To find safety from Gaza, you need first to become the victim of a catastrophic injury and then be lucky enough to be identified, selected and extracted.

That’s one of the many brutal truths from this long war.

I have followed the stories of some of the few Palestinians who have left Gaza for medical care.

Less than 100 children have been granted permissions and temporary visas for the United States to receive treatment since the war began in October 2023.

In all, several hundred children have left Gaza for treatment in that time – most to other Middle Eastern countries. It has not been possible to confirm a precise number but we do know that the UK has not accepted any.

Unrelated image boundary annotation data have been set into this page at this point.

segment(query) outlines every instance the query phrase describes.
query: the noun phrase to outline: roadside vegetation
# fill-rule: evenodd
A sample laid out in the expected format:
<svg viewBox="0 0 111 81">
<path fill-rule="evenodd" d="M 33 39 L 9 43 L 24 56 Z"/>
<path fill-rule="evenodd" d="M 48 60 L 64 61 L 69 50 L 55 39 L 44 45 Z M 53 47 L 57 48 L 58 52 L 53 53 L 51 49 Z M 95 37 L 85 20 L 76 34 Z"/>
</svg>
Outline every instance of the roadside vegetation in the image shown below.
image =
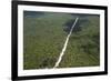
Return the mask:
<svg viewBox="0 0 111 81">
<path fill-rule="evenodd" d="M 53 68 L 77 17 L 80 21 L 73 29 L 59 68 L 99 65 L 99 16 L 24 11 L 23 69 Z"/>
</svg>

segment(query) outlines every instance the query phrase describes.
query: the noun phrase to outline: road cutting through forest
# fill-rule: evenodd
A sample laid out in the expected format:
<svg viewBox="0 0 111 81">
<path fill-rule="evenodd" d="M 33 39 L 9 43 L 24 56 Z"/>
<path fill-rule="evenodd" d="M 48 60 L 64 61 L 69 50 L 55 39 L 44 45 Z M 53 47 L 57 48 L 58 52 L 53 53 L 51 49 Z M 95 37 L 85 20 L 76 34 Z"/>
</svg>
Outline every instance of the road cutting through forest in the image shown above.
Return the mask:
<svg viewBox="0 0 111 81">
<path fill-rule="evenodd" d="M 70 32 L 69 32 L 69 34 L 67 36 L 67 39 L 65 39 L 65 42 L 64 42 L 64 44 L 63 44 L 62 51 L 60 52 L 59 59 L 57 60 L 57 62 L 56 62 L 53 69 L 57 68 L 57 67 L 59 67 L 59 64 L 60 64 L 60 62 L 61 62 L 61 60 L 62 60 L 62 57 L 63 57 L 63 54 L 64 54 L 64 52 L 65 52 L 65 49 L 67 49 L 67 45 L 68 45 L 70 36 L 72 34 L 72 31 L 73 31 L 73 29 L 74 29 L 75 23 L 78 22 L 78 20 L 79 20 L 79 18 L 75 18 L 75 20 L 74 20 L 74 22 L 73 22 L 73 24 L 72 24 L 72 27 L 71 27 L 71 29 L 70 29 Z"/>
</svg>

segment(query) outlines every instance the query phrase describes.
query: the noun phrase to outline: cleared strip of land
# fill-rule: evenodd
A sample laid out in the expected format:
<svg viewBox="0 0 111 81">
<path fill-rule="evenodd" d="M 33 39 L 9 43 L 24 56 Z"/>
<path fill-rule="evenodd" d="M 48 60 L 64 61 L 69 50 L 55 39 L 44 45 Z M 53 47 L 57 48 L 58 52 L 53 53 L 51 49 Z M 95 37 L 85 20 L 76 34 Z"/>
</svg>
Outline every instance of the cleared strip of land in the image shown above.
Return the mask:
<svg viewBox="0 0 111 81">
<path fill-rule="evenodd" d="M 78 20 L 79 20 L 79 18 L 75 18 L 75 21 L 73 22 L 73 24 L 72 24 L 72 27 L 71 27 L 71 30 L 70 30 L 70 32 L 69 32 L 67 39 L 65 39 L 64 45 L 63 45 L 63 48 L 62 48 L 62 51 L 60 52 L 59 59 L 58 59 L 58 61 L 56 62 L 56 64 L 54 64 L 53 68 L 59 67 L 59 63 L 61 62 L 62 57 L 63 57 L 63 54 L 64 54 L 64 52 L 65 52 L 65 49 L 67 49 L 67 45 L 68 45 L 70 36 L 71 36 L 71 33 L 72 33 L 72 31 L 73 31 L 73 28 L 75 27 L 75 23 L 78 22 Z"/>
</svg>

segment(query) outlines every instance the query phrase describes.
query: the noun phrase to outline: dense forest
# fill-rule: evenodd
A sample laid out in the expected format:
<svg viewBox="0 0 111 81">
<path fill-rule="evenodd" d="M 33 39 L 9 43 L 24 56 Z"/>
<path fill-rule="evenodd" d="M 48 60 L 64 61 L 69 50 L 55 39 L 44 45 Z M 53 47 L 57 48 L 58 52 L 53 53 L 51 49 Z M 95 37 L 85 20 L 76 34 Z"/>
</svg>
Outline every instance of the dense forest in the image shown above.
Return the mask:
<svg viewBox="0 0 111 81">
<path fill-rule="evenodd" d="M 58 68 L 100 64 L 98 14 L 23 12 L 23 69 L 53 68 L 75 18 L 79 18 Z"/>
</svg>

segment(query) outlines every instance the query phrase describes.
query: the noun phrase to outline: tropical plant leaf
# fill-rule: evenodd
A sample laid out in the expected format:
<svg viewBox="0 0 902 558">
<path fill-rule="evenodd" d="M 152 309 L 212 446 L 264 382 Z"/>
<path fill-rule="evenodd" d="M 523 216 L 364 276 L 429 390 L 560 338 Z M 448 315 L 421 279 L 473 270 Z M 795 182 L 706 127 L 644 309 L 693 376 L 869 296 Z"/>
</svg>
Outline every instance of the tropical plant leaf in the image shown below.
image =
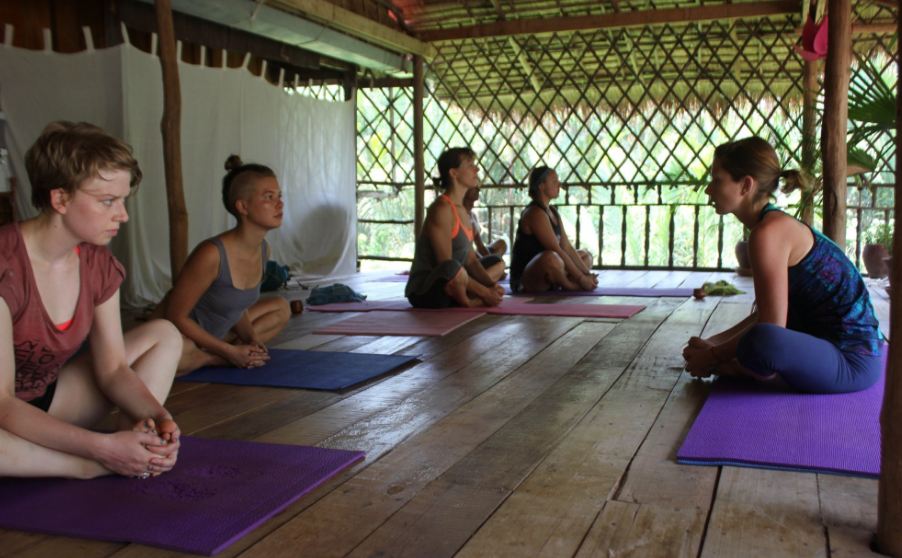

Eight Palestinian children were aboard Royal Jordanian flight 263
Image:
Eight Palestinian children were aboard Royal Jordanian flight 263

A few weeks ago, at Chicago’s O’Hare airport, the largest single group of children from Gaza arrived in America for treatment.

Eight Palestinian children were aboard Royal Jordanian flight 263 from Amman.

The number, tiny though it is, reflects an enormous achievement by the charity that has made this happen – the Palestine Children’s Relief Fund (PCRF).

But it is also reflective of deep diplomatic and political failures; the fact that it was only possible to extract eight of many thousands who need urgent medical treatment.

The doors into the arrival hall at O’Hare opened to reveal a fleet of wheelchairs each carrying a child bearing the scars of the war they had left behind.

Among them, two brothers who survived the bombing that killed their sister.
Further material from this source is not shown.